Brady confesses to drinking nearly 300 ounces of water some days, or 37.5 cups. He justifies his absurdly high water consumption — and his recommendation that you follow suit — with reference to para-medical, pseudoscientific phenomena such as ubiquitous yet undefinable toxins. “The lymphatic system is more than 95 percent water, and we need to keep it clean and flowing constantly so it can rid our bodies of toxins that build up,” he confidently asserts. “That’s one reason why keeping well hydrated is key to our overall health. Not only that, but it increases our chances for optimal pliability.”

Setting aside optimal pliability, all the toxins talk is a red flag. It’s not that there’s no such thing as a toxin — it’s that a mystified application of the term has become a staple of contemporary alternative-medical hucksterism in the last decade. “People are interested in this so-called detoxification, but when I ask them what they are trying to get rid of, they aren’t really sure,” said gastroenterology expert Dr. James H. Grendell in an interview with the New York Times. “I’ve yet to find someone who has specified a toxin they were hoping to be spared.”

Brady’s chapter on hydration — including a savant-like taxonomy of water types featuring quality assessments that account for fluoride content — is ultimately an elaborate plug for his product TB12 Electrolytes. “You can drink a gallon of water,” Brady says, “but unless it has electrolytes in it, the water molecules won’t be able to pass into and out of the fluid compartments in your body.” Luckily, Brady himself has developed the best electrolytes on the market — with his business partner, Alex Guerrero.

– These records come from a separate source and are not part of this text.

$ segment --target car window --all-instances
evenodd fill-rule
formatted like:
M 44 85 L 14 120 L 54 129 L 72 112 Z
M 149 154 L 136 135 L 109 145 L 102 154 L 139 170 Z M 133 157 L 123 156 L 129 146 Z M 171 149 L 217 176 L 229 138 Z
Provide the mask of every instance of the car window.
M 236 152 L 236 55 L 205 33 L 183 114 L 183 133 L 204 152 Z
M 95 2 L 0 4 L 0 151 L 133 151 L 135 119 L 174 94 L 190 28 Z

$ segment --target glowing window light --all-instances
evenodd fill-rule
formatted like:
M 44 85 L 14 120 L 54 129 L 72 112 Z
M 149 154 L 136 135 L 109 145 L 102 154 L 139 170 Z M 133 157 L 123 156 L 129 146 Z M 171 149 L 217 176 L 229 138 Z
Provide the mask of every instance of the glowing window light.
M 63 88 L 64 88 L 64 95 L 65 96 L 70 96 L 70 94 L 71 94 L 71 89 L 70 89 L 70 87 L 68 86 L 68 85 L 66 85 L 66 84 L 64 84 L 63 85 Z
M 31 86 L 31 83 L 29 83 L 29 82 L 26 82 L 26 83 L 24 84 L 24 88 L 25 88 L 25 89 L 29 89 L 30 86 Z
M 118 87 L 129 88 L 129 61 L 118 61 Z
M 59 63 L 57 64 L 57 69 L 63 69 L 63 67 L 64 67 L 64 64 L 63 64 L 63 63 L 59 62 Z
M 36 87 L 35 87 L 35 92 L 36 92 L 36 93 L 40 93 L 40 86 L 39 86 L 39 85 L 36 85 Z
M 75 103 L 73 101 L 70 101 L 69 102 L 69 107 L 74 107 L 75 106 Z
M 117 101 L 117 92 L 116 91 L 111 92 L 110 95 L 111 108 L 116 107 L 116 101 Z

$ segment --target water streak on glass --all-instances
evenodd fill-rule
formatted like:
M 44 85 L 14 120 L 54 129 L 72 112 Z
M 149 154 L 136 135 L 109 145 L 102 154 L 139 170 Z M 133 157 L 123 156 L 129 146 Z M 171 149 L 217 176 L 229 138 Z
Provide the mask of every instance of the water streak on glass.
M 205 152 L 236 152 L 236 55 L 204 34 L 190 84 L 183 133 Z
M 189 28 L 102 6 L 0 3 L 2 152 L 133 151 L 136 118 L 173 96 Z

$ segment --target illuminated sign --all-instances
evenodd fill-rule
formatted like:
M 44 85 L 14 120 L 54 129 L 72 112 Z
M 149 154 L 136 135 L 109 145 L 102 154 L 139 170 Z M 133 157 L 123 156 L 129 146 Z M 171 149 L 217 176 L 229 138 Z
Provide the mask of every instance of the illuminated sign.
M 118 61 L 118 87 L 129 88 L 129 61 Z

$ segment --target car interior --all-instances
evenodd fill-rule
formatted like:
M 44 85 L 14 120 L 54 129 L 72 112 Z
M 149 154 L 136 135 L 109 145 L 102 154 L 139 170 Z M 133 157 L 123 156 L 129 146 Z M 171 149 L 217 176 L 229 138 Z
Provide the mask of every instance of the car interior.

Guerrero started TB12 with Brady in 2013. It was his second act: in his first, he came under fire from the Federal Trade Commission (FTC) for falsely referring to himself as a medical doctor and for claiming that a supplement he created could prevent or cure cancer, multiple sclerosis, Parkinson’s, and AIDS. “Consumers throughout the United States have suffered and continue to suffer substantial monetary loss and possible injury to their health” due to profit-motivated deceptions like Guerrero’s, the FTC wrote in its complaint.

But quackery is an entrepreneur’s best friend — especially in a climate where people can’t get the care they really need, administered by trained and certified professionals, in a humanizing environment at a price they can afford. It’s time to deflate Brady and Guerrero’s nonsense. (Go Titans!)